Je suis assez mitigée concernant ce film. Commençons par le négatif et l’histoire tout d’abord. Une première chose : dans ce film, la tranchée allemande se déchaîne pour avoir la peau des trois soldats. En réalité, je ne suis pas certaine que la tranchée adverse aurait déployé autant d’énergie, de balles, de tirs de mitrailleuse, de fusées éclairantes, de gaz pour trois pauvres ères enlisés dans la boue (chapeau bas quand même à O’Leary qui court vers la tranchée, sous le feu ennemi et qui, tel Terminator, arrive à échapper au tir groupé). Une deuxième chose : Le commandant français, très imbu de lui-même, limite méprisant, préfère sacrifier les soldats qui au final, ne sont pas les siens. Cliché du supérieur planqué donnant des ordres en dépit du bon sens ? Mouais… un film de 2013 pourrait / devrait s’abstenir de poncifs. Il y a suffisamment de choses à traiter sur cette Première Guerre Mondiale pour ne pas tomber dans la facilité. Enfin, la dernière chose qui m’a gênée, c’est l’imbrication dans le scénario, en parallèle, de l’histoire de l’épouse de Wilkins. Celle-ci « a fauté » (volontairement) et veut se faire avorter (illégalement bien sûr). Le problème est que cela n’apporte absolument rien à l’histoire car l’épisode est traité, si j’ose dire, par-dessus la jambe. J’ai presque l’impression que c’est un peu la caution pour trouver la fin du film. 

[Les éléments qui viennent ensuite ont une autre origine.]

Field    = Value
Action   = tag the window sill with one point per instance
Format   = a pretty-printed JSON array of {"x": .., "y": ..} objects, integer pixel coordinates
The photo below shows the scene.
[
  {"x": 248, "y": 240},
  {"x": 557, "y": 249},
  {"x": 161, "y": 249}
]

Passons maintenant aux choses positives. Tourné avec peu de moyens, ce film essaie de retranscrire au mieux l’enfer des combats. Les scènes sont principalement nocturnes, ce qui reflète l’atmosphère angoissante et ce que pouvaient ressentir les soldats. Le blessé, dont la moitié de la jambe a été arrachée, est plus vrai que nature. Les décors également. 

Au final, je me rends compte que je reproche à ce film la même chose que ce que je n’aime pas dans Il faut sauver le soldat Ryan : Un scénario léger, peu crédible qui ne met pas en valeur le réalisme des images.